As I stated in my section about Modern, recent bannings make it difficult to asses what will and won’t see play — and therefore gain in value — but on balance I think Shadows Over Innistrad will be end up being a high-value set overall.
Conclusions and Recommendations
One thing I do want to mention is how stunning and unique the art is in this set. I singled out some cards in the previous block for being ugly or just oddly formatted, but in Shadows Over Innistrad I keep seeing strikingly good pieces of art. The set has a much more cohesive direction than Battle for Zendikar‘s confused and inconsistent level of quality did. From murderous twins, to crawling lanterns, to just plain great pictures I get a real sense of the twisted Gothic horror world of Innistrad (although the one thing I do miss is the incredibly striking and disturbing original art for Macabre Waltz)
Apart from lacking reprints, Shadows Over Innistrad feels almost like an apology for the previous block. It’s just conjecture, but I suspect Wizards of the Coast R&D may have realized they were developing a bit of a lemon last set. I know these cards are designed way in advance, but as a counter-punch to a lack-luster revival set I think Shadows Over Innistrad is a solid — if slightly safe — in its mechanical approach.

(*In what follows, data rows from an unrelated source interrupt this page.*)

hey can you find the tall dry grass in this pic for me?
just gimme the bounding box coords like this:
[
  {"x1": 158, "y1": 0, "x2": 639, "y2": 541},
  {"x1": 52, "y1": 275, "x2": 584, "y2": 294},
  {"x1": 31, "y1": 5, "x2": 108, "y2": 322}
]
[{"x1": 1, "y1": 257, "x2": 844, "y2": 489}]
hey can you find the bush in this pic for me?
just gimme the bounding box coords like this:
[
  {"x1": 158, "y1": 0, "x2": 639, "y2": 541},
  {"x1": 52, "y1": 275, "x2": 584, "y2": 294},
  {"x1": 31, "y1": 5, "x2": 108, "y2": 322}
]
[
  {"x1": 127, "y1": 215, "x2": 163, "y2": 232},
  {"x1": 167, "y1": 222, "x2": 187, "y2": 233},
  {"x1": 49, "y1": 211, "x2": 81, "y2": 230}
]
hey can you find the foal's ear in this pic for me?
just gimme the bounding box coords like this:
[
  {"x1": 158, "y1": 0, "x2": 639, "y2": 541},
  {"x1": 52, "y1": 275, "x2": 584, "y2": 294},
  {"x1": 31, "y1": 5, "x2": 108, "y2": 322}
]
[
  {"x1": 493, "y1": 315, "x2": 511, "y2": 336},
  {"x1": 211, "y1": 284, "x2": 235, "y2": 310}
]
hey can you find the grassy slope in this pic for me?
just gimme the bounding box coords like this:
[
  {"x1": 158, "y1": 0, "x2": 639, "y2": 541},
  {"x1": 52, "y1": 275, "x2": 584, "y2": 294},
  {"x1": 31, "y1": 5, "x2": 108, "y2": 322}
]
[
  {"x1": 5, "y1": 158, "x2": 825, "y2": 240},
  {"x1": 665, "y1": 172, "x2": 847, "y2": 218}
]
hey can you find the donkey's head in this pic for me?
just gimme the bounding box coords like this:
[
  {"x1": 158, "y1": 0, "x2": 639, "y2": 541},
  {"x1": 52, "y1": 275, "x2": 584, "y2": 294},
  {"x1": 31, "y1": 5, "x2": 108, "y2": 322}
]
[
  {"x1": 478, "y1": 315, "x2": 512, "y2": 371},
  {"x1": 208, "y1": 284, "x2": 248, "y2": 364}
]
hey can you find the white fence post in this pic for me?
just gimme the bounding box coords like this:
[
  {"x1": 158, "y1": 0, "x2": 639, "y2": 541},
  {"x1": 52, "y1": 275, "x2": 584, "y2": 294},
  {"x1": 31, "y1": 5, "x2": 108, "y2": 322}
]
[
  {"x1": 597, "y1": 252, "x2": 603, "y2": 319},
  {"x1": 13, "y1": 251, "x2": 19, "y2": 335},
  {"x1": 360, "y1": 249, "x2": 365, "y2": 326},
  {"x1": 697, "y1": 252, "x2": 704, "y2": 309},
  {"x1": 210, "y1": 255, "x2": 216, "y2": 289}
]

We’ve seen effects like Skulk before, but this set keywords it. And it fits very much within the bounds of obvious pseudo-evasion mechanics like Menace. Delirium functions much like Threshold in that it checks how many of something you have in your graveyard. Again a safe mechanic but an elegant one.
I’m not using “safe” as a criticism here, it’s better than Wizards continuing to pull random mechanics out of the air that people will never use or remember like Tribute, or ones that basically don’t do anything in practice like Devoid. This is much tighter game design on the part of Wizards, and it’s wrapped up in an intriguing world that Magic the Gathering fans already know and love.
When Shadows Over Innistrad was announced, I criticized Wizards of the Coast for seemingly running out of ideas by following one revival set up with another. I still stand by that criticism, but Shadows Over Innistrad is the kind of revival set we should be seeing. The Battle for Zednikar block knocked my confidence that Wizards knew what they were doing with the Magic the Gathering brand, or that they knew what made their iconic sets special.
The best endorsement of Shadows Over Innistrad I can give is this: It really feels like Innistrad.